Bug 136261

Summary: crm114 support in KMail antispam wizard
Product: [Unmaintained] kmail Reporter: Martin Steigerwald <Martin>
Component: filteringAssignee: kdepim bugs <kdepim-bugs>
Status: RESOLVED WORKSFORME    
Severity: wishlist CC: heri+kde, luigi.toscano, peter.ruskin
Priority: NOR    
Version: unspecified   
Target Milestone: ---   
Platform: Debian testing   
OS: Linux   
Latest Commit: Version Fixed In:
Sentry Crash Report:
Attachments: /etc/kde3/kmail.antispamrc with CRM114 support
patch for kmail.antispamrc to the version from KMail 3.5.5
updated patch for kmail.antispamrc

Description Martin Steigerwald 2006-10-24 22:02:50 UTC
Version:            (using KDE KDE 3.5.5)
Installed from:    Debian testing/unstable Packages
OS:                Linux

Hello,

I set up KMail to work with crm114 (http://crm114.sourceforge.net). crm114 is awesome at discriminating between mails I want and mails I don't want. It way faster than bogofilter and highly accurate after just two days of training.

I set up some filters manually first, but now also started on an new entry for kmail.antispamrc and I thought its about time to give something back to the great KDE project ;-). 

Its basically working but there are some rough edges I need help with. I attach my complete kmail.antispamrc to this bug. I paste the relevant entry here for writing down the issues I found.
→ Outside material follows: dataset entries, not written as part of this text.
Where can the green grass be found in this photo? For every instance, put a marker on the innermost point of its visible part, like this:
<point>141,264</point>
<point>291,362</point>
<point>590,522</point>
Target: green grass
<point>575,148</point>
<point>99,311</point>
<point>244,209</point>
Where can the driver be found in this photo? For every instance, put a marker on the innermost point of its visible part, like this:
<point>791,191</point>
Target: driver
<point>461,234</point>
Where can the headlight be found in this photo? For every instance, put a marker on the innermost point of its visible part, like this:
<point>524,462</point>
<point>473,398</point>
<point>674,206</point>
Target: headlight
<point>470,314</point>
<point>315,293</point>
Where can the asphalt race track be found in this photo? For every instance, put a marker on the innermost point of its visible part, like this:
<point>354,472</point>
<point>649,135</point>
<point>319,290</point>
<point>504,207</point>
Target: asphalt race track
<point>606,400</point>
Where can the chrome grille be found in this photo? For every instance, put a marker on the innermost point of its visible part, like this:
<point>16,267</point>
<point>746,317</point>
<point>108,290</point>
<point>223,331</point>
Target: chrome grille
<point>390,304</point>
So here it is:

[Spamtool #11]
Ident=crm114
Version=1
Priority=20
VisibleName=CRM114
Executeable=/usr/bin/crm
PipeFilterName=CRM114 Check
PipeCmdDetect=crm -u $HOME/.crm114 mailreaver.crm

This directory in the home directory can basically be anywhere, but I think ~/.crm114 is a reasonable default value. crm is a language. The command just tells crm to load the mailreaver.crm script file and switch to $HOME/.crm111 before.
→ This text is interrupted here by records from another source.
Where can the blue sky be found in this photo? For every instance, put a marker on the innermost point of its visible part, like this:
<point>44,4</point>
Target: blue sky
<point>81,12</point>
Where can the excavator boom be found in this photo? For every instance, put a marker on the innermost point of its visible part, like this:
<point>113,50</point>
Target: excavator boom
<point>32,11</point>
ExecCmdSpam=crm -u $HOME/.crm114 mailreaver.crm --spam
ExecCmdHam=crm -u $HOME/.crm114 mailreaver.crm --good

These are similar. But unfortunately KMail doesn't set those commands for the "Classify as Spam" and "Classify as non Spam" filter. Each filter just makes the mail as spam or ham but does not execute the command I gave above. (I have working filters anyway, the manually created ones;-)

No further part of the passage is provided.